6.6. Barabási-Albert Model¶
In 1999 Barabási and Albert published a paper, “Emergence of Scaling in Random Networks”, that characterizes the structure of several real-world networks, including graphs that represent the interconnectivity of movie actors, web pages, and elements in the electrical power grid in the western United States.
They measure the degree of each node and compute PMF(k)
, the probability that a vertex has degree k
. Then they plot PMF(k)
versus k
on a log-log scale. The plots fit a straight line, at least for large values of k
, so Barabási and Albert conclude that these distributions are heavy-tailed.
They also propose a model that generates graphs with the same property. The essential features of the model, which distinguish it from the WS model, are:
Growth: Instead of starting with a fixed number of vertices, the BA model starts with a small graph and adds vertices one at a time.
Preferential attachment: When a new edge is created, it is more likely to connect to a vertex that already has a large number of edges. This “rich get richer” effect is characteristic of the growth patterns of some real-world networks.
Finally, they show that graphs generated by the Barabási-Albert (BA) model have a degree distribution that obeys a power law.
Graphs with this property are sometimes called scale-free networks, for reasons we won’t explain right now.
NetworkX provides a function that generates BA graphs.
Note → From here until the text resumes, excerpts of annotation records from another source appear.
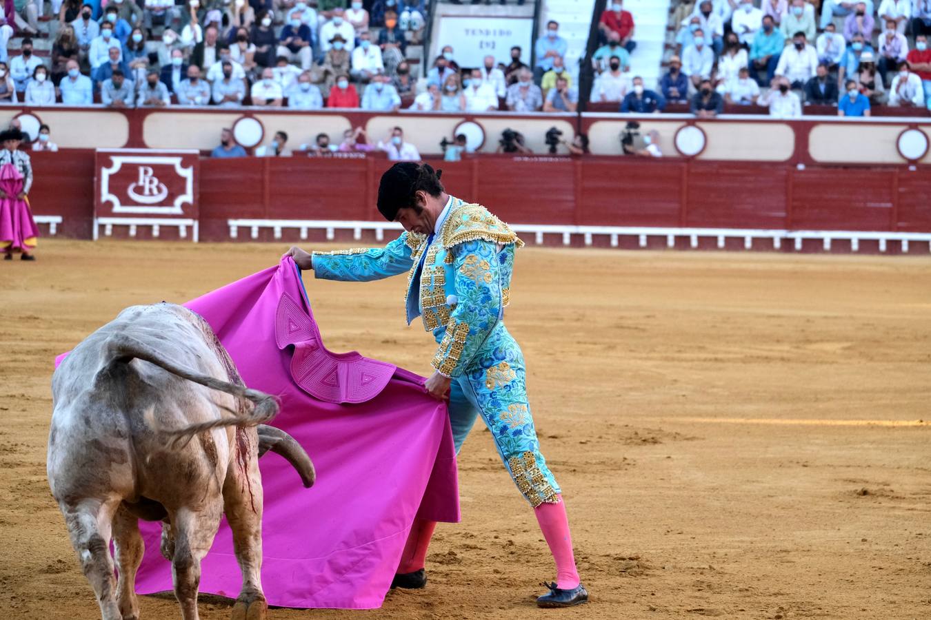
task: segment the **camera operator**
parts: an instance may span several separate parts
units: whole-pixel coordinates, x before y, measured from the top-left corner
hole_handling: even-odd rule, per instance
[[[556,87],[546,95],[543,104],[544,112],[575,112],[579,97],[574,88],[569,87],[569,82],[564,77],[556,80]]]
[[[524,146],[523,134],[513,129],[505,129],[501,132],[501,139],[498,140],[498,148],[494,152],[519,152],[523,155],[533,154],[533,151]]]

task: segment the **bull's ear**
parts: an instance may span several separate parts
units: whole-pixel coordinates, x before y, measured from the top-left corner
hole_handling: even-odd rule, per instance
[[[260,424],[256,430],[259,433],[259,456],[271,450],[281,455],[297,469],[304,487],[310,488],[317,480],[317,471],[310,456],[293,437],[280,429]]]

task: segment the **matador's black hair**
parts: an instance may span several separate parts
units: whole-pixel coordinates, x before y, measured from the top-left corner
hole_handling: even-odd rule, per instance
[[[434,170],[429,164],[399,162],[382,175],[378,184],[378,211],[389,222],[398,218],[398,211],[416,207],[417,191],[439,197],[445,191],[439,182],[442,170]]]

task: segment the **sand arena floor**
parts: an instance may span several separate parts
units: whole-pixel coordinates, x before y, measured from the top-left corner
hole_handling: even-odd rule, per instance
[[[284,249],[44,241],[0,263],[0,617],[100,617],[46,481],[55,354]],[[328,345],[426,373],[404,282],[309,282]],[[927,257],[522,250],[506,321],[592,601],[533,607],[551,560],[477,427],[425,590],[270,617],[929,618],[929,312]]]

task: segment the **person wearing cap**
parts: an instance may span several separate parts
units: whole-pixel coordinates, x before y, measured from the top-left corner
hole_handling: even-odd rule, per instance
[[[0,249],[4,259],[20,252],[22,260],[35,260],[39,229],[26,198],[33,188],[33,164],[29,154],[20,151],[23,134],[16,128],[0,132]]]
[[[476,419],[491,430],[505,469],[533,508],[556,561],[556,583],[537,599],[543,607],[586,602],[561,491],[540,451],[527,398],[523,354],[504,323],[512,297],[514,255],[523,242],[489,211],[449,195],[426,164],[395,164],[382,176],[378,210],[404,232],[384,248],[286,256],[324,280],[368,282],[408,273],[408,323],[422,317],[437,342],[425,383],[449,398],[455,450]],[[435,521],[414,521],[393,587],[426,586],[427,547]]]

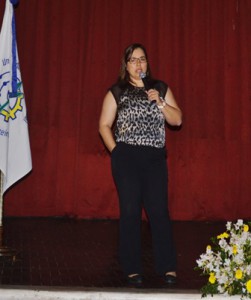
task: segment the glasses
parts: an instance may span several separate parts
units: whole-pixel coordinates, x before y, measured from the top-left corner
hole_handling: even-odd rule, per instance
[[[136,65],[138,62],[141,63],[141,64],[146,63],[147,62],[146,57],[145,56],[141,56],[139,58],[137,58],[137,57],[131,57],[129,59],[129,63],[130,64]]]

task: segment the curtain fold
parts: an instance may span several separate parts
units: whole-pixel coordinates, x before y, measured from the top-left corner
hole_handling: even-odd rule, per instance
[[[118,217],[98,119],[123,49],[140,42],[184,113],[167,128],[172,218],[250,218],[250,11],[249,0],[20,0],[33,171],[5,214]]]

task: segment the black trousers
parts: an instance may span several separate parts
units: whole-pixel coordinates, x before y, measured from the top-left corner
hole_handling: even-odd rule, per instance
[[[119,195],[119,257],[125,275],[142,274],[141,216],[150,221],[156,272],[176,270],[167,203],[166,150],[118,143],[111,154],[112,173]]]

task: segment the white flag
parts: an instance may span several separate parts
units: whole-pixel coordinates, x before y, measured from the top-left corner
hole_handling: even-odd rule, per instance
[[[0,33],[0,170],[4,193],[32,169],[13,4],[6,0]],[[12,4],[13,3],[13,4]]]

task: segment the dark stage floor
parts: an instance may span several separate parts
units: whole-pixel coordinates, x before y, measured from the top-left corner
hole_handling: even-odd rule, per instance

We will use it first; then we’ll see how it works.
ba = nx.barabasi_albert_graph(n=4039, k=22)
The parameters are n
, the number of nodes to generate, and k
, the number of edges each node starts with when it is added to the graph. We chose k=22
because that is the average number of edges per node in the dataset.
The resulting graph has \(4039\) nodes and \(21.9\) edges per node. Since every edge is connected to two nodes, the average degree is \(43.8\), very close to the average degree in the dataset, \(43.7\).
And the standard deviation of degree is \(40.9\), which is a bit less than in the dataset, \(52.4\), but it is much better than what we got from the WS graph, \(1.5\).
Figure 6.3 shows the degree distributions for the Facebook dataset and the BA model on a log-log scale. The model is not perfect; in particular, it deviates from the data when k
is less than \(10\). But the tail looks like a straight line, which suggests that this process generates degree distributions that follow a power law.
So the BA model is better than the WS model at reproducing the degree distribution. But does it have the small world property?
In this example, the average path length, L
, is \(2.5\), which is even more “small world” than the actual network, which has L=3.69
. So that’s good, although maybe too good.
On the other hand, the clustering coefficient, C
, is \(0.037\), not even close to the value in the dataset, \(0.61\). So that’s a problem.
Table 6.1 summarizes these results. The WS model captures the small world characteristics, but not the degree distribution. The BA model captures the degree distribution, at least approximately, and the average path length, but not the clustering coefficient.
In the exercises at the end of this chapter, you can explore other models intended to capture all of these characteristics.